All right. I have come late to this discussion, and hope I may be forgiven if I’ve missed something. I won’t take time here to defend myself as a stay-at-home mom (who has also been self-employed as a piano teacher, childcare provider, editor, theater director, etc.–though none of those things probably count) for over 20 years. Not surprisingly, I completely agree with my younger brother about the fantastic mother we had. She would be quite astonished to find that what she did for 30 years wasn’t considered “work”…
What I’m puzzled about is Hillary Rosen’s defensive statements in response to the backlash she received on her first statement.:
” I said that I thought it was wrong for Mitt Romney to be using his wife as his guide to women’s economic struggles when she ‘had never worked a day in her life.’ …
‘My wife has the occasion, as you know, to campaign on her own and also with me,’ Romney told newspaper editors, ‘and she reports to me regularly that the issue women care about most is the economy.’
So it begs the question, is Ann Romney Mitt’s touchstone for women who are struggling economically or not? Nothing in Ann Romney’s history as we have heard it — hardworking mom she may have been — leads me to believe that Mitt has chosen the right expert to get feedback on this problem he professes to be so concerned about. “
I’m puzzled for at least two reasons: First of all, whether or not Mr. Romney expressed himself clearly in response to a reporter’s questions, it seems presumptuous for Ms. Rosen to assume that Ann Romney is incapable of speaking to women who are struggling financially and accurately reporting what they are saying. And what does Mrs. Romney’s employment status have to do with the women she speaks to on the campaign trail? Does being a stay-at-home mom make her hard of hearing?
Beyond this, implying that only women who are in the work force should be spokespeople for those who are “struggling economically” is short-sighted and illogical at best. Why shouldn’t stay-at-home moms be just as economically aware as women who work? (And what makes Rosen think none of them are struggling?) Does Ms. Rosen imagine that those of us who raise children rather than spending 40 hours away from home each week, are somehow sequestered from the real world? Do full-time mothers not put gas in their own cars? If they do, are they not capable of noticing that prices have gone up? Do we not often pay all the bills, balance the checkbook, and know full well when the prices of natural gas, electricity or city water have risen or fallen? Are wives and mothers oblivious to the rising cost of groceries, clothing, cleaning supplies? Whether we’re “struggling” or relatively comfortable, if women are saying that the economy is a major concern for them, why should this be a reason to criticize Romney or his wife?

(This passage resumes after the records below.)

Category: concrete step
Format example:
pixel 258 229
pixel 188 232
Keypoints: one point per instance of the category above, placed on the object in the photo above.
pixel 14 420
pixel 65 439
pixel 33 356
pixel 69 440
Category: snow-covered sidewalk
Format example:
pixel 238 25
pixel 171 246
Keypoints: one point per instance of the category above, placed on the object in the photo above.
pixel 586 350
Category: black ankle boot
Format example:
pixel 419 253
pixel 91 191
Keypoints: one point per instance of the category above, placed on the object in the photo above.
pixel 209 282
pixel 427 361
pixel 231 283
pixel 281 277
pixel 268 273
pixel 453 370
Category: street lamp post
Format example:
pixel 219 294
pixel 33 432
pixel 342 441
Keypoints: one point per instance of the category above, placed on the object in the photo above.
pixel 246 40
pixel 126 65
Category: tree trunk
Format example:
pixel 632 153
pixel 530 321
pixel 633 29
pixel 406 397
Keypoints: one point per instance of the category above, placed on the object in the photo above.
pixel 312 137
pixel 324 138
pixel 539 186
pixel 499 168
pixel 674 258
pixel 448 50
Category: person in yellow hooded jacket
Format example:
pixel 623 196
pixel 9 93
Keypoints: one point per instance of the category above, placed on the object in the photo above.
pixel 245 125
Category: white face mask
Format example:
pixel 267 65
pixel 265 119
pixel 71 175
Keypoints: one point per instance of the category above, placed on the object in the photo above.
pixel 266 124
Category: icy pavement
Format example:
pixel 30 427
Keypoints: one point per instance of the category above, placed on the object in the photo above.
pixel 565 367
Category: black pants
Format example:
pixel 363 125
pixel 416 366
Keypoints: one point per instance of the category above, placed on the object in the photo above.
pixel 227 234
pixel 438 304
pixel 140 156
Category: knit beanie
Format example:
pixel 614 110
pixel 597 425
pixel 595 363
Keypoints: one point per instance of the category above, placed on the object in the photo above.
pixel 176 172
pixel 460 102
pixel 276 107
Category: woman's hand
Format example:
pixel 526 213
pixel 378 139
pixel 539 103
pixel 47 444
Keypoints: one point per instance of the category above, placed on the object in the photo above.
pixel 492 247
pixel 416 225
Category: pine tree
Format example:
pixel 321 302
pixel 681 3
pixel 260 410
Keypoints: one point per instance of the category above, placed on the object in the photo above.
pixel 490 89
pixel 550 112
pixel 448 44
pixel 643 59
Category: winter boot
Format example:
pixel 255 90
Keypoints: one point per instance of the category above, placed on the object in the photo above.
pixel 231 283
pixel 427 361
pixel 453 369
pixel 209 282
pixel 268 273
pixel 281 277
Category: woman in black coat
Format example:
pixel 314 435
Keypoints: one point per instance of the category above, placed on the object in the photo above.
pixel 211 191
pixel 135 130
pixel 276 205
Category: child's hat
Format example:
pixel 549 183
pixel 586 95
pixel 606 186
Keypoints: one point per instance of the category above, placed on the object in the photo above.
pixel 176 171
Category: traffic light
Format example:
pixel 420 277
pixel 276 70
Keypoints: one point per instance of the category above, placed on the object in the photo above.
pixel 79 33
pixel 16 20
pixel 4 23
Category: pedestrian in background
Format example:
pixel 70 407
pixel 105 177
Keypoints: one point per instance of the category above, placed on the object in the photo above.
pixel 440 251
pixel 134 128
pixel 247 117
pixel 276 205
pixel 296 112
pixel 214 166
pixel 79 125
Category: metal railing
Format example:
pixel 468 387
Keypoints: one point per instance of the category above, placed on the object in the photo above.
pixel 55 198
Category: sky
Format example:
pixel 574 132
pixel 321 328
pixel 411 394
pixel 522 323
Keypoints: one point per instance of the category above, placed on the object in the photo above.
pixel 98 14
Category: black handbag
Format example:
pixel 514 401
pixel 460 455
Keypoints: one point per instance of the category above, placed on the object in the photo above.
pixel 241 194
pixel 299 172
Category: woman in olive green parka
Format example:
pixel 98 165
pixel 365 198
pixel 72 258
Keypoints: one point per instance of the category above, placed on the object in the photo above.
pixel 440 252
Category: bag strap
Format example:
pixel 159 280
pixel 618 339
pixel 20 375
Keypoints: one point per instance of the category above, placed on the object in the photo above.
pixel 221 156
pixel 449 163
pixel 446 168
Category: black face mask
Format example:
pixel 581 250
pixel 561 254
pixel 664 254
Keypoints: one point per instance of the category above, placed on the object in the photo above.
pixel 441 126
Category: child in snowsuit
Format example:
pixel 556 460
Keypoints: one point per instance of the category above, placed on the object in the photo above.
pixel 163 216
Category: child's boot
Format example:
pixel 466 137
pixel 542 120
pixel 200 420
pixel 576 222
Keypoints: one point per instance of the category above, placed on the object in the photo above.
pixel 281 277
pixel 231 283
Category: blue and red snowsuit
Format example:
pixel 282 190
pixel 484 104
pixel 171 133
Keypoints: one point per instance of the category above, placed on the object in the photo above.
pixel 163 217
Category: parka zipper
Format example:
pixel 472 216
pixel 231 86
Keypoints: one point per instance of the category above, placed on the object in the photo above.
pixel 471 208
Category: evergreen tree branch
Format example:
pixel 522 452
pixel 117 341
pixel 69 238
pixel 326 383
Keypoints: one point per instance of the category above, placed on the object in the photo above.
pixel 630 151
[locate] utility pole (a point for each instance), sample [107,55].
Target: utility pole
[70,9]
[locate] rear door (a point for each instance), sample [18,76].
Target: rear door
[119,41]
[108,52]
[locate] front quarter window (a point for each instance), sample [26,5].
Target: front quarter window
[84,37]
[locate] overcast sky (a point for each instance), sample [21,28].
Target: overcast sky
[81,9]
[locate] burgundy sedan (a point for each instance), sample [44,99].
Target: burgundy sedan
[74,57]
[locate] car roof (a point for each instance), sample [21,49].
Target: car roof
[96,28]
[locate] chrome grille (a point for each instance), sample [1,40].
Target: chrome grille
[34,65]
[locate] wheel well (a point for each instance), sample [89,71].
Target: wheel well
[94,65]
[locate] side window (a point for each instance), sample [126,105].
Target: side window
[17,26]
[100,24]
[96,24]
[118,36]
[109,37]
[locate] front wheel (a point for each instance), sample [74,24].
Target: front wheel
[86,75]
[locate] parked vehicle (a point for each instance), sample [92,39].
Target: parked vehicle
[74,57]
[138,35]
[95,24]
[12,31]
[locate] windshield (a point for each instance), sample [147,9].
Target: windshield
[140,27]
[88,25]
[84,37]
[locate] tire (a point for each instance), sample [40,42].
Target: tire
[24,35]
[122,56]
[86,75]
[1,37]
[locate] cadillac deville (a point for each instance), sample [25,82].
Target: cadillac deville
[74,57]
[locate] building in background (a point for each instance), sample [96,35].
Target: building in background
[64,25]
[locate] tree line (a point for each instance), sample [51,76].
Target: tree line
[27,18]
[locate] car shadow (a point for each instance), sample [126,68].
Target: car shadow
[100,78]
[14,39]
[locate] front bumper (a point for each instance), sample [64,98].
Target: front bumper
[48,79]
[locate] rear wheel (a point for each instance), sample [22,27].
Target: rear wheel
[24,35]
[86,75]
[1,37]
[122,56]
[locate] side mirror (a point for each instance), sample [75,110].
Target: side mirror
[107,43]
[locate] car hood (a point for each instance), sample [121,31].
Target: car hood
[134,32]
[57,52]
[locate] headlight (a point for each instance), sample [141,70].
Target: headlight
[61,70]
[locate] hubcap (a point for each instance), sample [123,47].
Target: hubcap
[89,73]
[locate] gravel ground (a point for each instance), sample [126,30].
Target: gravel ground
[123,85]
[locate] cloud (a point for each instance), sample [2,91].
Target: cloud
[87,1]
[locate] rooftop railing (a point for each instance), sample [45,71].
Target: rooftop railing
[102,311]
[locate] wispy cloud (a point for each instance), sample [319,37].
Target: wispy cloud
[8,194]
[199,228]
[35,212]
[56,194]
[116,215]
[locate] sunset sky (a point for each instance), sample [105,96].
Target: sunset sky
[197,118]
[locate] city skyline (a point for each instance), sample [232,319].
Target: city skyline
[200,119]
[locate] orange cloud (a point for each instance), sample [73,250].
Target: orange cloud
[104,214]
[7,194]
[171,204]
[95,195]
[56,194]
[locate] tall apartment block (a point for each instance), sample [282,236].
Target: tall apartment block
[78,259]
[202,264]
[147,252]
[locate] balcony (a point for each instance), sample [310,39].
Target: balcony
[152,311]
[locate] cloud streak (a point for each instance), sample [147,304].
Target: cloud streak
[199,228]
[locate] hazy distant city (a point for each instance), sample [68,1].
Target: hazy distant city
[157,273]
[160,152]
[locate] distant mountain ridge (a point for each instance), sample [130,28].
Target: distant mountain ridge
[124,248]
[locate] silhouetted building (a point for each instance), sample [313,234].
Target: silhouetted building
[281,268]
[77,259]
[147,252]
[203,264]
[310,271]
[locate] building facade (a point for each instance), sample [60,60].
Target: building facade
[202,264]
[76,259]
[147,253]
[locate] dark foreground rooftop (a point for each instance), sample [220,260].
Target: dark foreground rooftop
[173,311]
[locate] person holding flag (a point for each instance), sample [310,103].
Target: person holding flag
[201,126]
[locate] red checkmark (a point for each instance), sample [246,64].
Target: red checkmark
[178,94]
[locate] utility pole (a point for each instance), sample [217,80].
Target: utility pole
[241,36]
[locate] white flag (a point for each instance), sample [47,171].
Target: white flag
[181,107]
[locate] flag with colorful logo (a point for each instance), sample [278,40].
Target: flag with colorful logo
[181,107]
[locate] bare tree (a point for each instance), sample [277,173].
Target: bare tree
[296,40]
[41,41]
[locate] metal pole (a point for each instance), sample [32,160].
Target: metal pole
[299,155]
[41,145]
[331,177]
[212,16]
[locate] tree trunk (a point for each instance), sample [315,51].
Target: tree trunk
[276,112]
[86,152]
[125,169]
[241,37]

If Ms. Rosen wants to address the so-called “gender gap”, by which I assume she means equal pay for equal work, isn’t this much more a white-collar than a blue-collar problem? And isn’t it therefore disingenuous to imply that Ms. Romney, as a stay-at-home mother, is in some privileged, pampered class who can’t relate to the needs of a struggling, working (executive) woman?
Until Ms. Rosen, Mr. Romney, and politicians in general, are willing to say what they mean, and face issues head on–rather than equivocating with warm fuzzies or diverting arguments into finger-pointing vitriol–they can expect little respect from the general public, but lots of tweets, blogs and other backlash against the inanity of their “phony war.”
If we’re going to spend all this time and energy, wouldn’t it be nice to do so over a substantive topic, for once? Or is that too much to ask in campaign season?